Trash and Treasures

April 14, 2022

With a one-year-old in daycare, I’ve joined the club of parents who receive daily works of art by their children. I know that some of Freddie’s masterpieces will someday be fridge-worthy, but I also know that my husband’s disdain for clutter will mean that many things will make their way to the recycle bin. I have always loved student artwork. I envy their carefree approach to creating, and love the message and pride that comes with them gifting one of their pieces of art to someone special.

Durham VA 2nd grade art display
Earlier this year, Mrs. Hughes and our 2nd graders worked on crafting “North Carolina Cardinals” to donate to the Durham VA. We donated the art, were told it would be made into a display, and then life went on. Then, one day last week, we received a phone call. It turns out that an elderly veteran and his wife took time to stop and stand in front of those cardinals every time they visited. It became part of their routine whenever they were there. In his words, they would just stand, hand in hand, and admire the birds. It became such a meaningful tradition that he was calling to ask if they could make a donation in exchange for bringing a few of the pieces home with them.

It was such a poignant reminder of the community ripple effect.
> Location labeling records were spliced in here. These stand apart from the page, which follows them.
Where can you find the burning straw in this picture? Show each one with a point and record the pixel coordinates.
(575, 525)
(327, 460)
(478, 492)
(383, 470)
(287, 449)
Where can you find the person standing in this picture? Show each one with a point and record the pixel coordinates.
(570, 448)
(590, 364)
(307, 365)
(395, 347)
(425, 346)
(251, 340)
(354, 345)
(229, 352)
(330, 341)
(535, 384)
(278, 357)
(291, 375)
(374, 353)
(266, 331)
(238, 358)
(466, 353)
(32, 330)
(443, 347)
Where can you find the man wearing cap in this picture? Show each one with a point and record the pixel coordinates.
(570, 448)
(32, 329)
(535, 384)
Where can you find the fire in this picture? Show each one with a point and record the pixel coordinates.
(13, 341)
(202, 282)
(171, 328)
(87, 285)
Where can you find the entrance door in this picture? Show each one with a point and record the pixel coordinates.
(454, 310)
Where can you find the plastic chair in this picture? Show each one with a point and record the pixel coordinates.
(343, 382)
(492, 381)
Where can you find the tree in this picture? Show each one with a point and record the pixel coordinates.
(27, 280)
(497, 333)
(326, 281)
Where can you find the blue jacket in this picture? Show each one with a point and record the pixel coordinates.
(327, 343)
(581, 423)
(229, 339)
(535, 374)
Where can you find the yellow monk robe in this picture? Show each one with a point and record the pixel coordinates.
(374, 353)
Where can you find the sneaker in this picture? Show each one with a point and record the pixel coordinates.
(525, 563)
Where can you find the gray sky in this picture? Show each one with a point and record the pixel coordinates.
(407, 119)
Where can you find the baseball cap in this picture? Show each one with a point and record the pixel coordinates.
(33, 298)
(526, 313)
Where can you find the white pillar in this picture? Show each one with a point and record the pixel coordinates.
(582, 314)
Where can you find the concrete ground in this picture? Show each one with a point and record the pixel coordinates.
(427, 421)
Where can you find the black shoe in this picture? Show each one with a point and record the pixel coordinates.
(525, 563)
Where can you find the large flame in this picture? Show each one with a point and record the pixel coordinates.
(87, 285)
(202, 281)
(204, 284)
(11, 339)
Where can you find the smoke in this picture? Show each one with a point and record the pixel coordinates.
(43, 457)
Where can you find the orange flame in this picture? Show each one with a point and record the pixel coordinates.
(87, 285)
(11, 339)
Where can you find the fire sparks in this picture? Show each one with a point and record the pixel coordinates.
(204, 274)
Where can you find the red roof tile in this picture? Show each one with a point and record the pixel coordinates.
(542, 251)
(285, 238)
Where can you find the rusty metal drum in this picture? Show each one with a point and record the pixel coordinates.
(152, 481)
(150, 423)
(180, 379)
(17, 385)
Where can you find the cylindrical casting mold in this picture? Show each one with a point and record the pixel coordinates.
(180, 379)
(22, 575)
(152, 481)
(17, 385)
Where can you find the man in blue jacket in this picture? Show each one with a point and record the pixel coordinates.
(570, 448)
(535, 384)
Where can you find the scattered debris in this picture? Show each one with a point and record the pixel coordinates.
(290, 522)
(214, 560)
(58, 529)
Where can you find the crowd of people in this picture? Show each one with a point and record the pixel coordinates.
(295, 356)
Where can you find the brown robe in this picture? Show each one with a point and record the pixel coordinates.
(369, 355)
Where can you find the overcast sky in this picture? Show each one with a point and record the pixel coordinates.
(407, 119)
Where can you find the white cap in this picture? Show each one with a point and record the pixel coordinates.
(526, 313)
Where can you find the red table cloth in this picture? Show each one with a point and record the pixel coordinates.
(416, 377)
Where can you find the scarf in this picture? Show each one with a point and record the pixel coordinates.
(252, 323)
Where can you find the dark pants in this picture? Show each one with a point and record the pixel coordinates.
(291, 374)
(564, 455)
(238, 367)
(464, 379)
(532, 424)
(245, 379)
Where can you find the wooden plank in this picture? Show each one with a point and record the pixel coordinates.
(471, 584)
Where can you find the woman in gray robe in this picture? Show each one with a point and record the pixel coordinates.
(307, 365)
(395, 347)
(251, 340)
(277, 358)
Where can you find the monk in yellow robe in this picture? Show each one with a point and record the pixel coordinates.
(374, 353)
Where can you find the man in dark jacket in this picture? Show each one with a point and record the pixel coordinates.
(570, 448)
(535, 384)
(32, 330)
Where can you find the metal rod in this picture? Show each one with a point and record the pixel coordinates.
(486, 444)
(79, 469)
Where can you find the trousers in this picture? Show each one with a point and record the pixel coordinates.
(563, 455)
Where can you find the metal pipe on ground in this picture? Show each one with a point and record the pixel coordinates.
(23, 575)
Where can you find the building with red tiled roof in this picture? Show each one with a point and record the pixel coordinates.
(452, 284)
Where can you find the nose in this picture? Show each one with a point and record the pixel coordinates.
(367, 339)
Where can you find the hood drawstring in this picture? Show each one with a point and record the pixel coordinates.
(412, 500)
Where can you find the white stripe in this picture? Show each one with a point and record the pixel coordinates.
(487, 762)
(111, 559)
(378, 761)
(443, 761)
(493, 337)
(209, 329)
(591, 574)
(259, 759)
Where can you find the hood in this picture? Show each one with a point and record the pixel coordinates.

In planning these local service projects, we rarely get to know, see, or hear of the effect they have had on others. I highly doubt that a second grader was painting a bird last fall thinking, “I really hope this becomes special for an elderly man and his wife.” While gifts, donations, or acts of service are always intended to bring joy or comfort, we never truly know the effects that our offerings will have on others. We’ve likely heard the saying, yet we often forget that something we may have put in our recycle bin might, in fact, be another person’s treasure.